In all we examine six scenarios using an ultimatum bargaining protocol. For more detailed information on the acceptability of contracts, receivers indicate whether they would accept or reject each feasible contract (i.e. we use a strategy method, see Brandts and Charness (2011)). In addition, we examine each scenario using two more, even simpler, protocols. Using Dictator games, where the receiver cannot reject a proposal, we are able to observe whether proposer preferences are affected by adding a menu option. Finally, we use Random Proposal games, in which the receivers indicate the acceptability of proposals when the proposal is chosen by Nature. This allows us to observe whether the acceptability of contracts is subject to ’pure’ menu effects, independent of the intentions of proposers.

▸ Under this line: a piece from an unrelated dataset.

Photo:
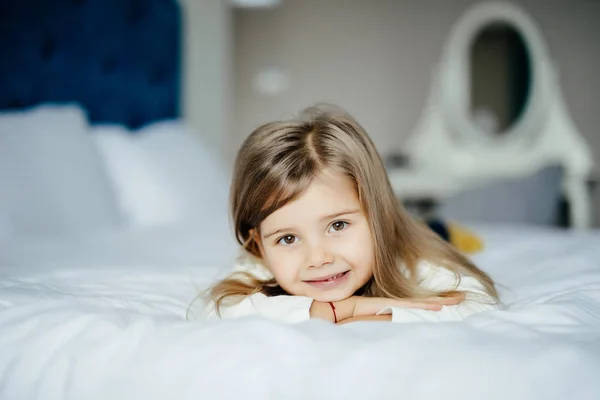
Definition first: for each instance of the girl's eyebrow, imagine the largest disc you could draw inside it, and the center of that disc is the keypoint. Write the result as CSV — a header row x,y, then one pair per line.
x,y
332,216
326,217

In our experiment, we do not find compromise effects in the ultimatum game - the addition of a third contract does not increase the absolute frequency of any of the pre-existing contracts. Looking at behaviour of proposers and responders separately, we can see that payoff focality seems to matter. For responders in the unequal split base scenario, we observe lower rejection rates for the greedy contract once we add an even greedier proposal. For the equal split base scenario, we can not observe the same effect. For proposers we can not observe a compromise effect per se. However, our design allows us to investigate how each proposer changes their behaviour individually between two scenarios. For the unequal split base scenario, Proposers switch more frequently from offering the fair contract to offering the greedy contract once the selfish decoy is added to the menu of contracts compared to when the selfish decoy is removed from the menu of contracts. For the equal split base scenario, we can not observe the same effect.